# DIY Scent drag



## F.C.Hunter (Jul 14, 2009)

Reserved for pics and material list.


----------



## lostonetoo (Nov 6, 2008)

Can't wait to see this drag..


----------



## F.C.Hunter (Jul 14, 2009)

I didn't realize you couldn't come back and post pics at a later time. We'll here is the pic and the material list. 

Material List
1 piece of small dia. rope or cord cut at 56" long
4 pieces of 1/4" dia. rope cut at 18" long 
1 piece of shrink tubing (optional) mine measured 1-1/4" wide when layed flat.

What I did was lay out my 18" 1/4" dia. ropes and found the centers, I then tied one end of the 56" long piece of rope around the centers of the 1/4" dia. rope.
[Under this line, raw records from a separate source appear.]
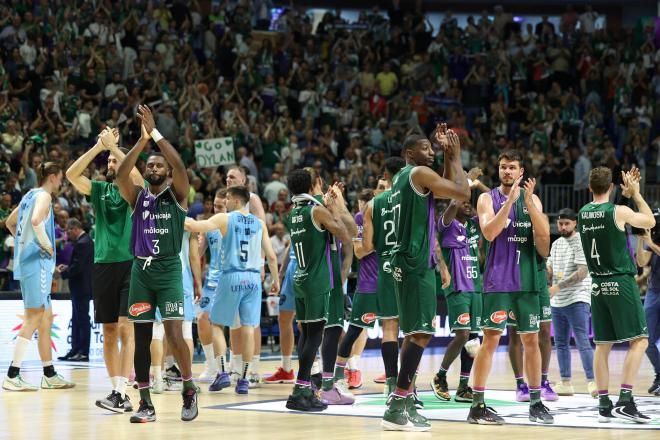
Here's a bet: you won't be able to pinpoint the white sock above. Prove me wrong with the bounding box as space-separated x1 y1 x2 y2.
115 377 128 398
311 359 321 375
282 355 292 372
11 336 30 368
216 355 226 373
150 365 162 383
164 355 175 369
233 354 243 373
242 361 251 379
42 360 53 367
110 376 120 389
348 355 360 371
202 344 215 369
250 355 260 374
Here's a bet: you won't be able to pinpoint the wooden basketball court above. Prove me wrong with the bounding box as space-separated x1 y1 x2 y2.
1 348 658 440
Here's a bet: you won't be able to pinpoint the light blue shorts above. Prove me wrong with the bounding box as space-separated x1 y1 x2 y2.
183 291 194 322
279 260 297 312
210 271 262 327
18 257 54 310
195 284 217 316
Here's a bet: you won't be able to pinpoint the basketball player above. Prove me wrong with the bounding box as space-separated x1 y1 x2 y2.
332 189 377 397
67 128 144 411
381 125 470 432
225 166 266 387
3 162 76 391
578 166 654 423
360 157 406 395
198 189 229 386
285 169 354 411
184 186 279 395
431 198 483 403
115 104 197 423
468 150 552 425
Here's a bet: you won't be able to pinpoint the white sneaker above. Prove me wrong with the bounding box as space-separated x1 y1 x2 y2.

I then took the shrink tubing and slid it onto the bundle of 1/4" dia. ropes from the top side of the small dia. rope. Pics are worth 1000 words cause I have a hard time exsplaining stuff. Pour some of your favorite scent on the rope and drag behind you to your stand. I need to get a carabiner to tie onto the other end so I can hook it on my pack or belt loop while walking.


----------



## moak11 (May 15, 2009)

Looks good. I know I will get flamed for this, but I just use nylon string and a tampon to drag the cover scent. Get to my spot and hang it in a tree near by.


----------



## Boone (Jun 13, 2003)

> Looks good. I know I will get flamed for this, but I just use nylon string and a tampon to drag the cover scent. Get to my spot and hang it in a tree near by.


Ditto .......same here works great !!


----------



## stefan48 (Mar 5, 2009)

Boone said:


> Ditto .......same here works great !!


yup works great!


----------



## bcbow1971 (Oct 24, 2007)

moak11 said:


> Looks good. I know I will get flamed for this, but I just use nylon string and a tampon to drag the cover scent. Get to my spot and hang it in a tree near by.


Well a true hunter will use what he can and a Tampon works great. As far as the one above that will work as well, but may need a little shorter strings or you will need a lot of scent to get on there and may be over powering at the begining. 

Tampons are good and dont take this the wrong ways people. Used ones are great during the rut as well. The woman human scent will attract a rut crazed buck a long way. I had a friend that was hunting on the ground with his wife and a buck came up to them from behind and they couldnt move so that they could get a shot off. Well the buck came up and almost nudged her before they sppoked it away in fear for there lifes. She was on her time of the month and the buck could smell that and was checking it out.


----------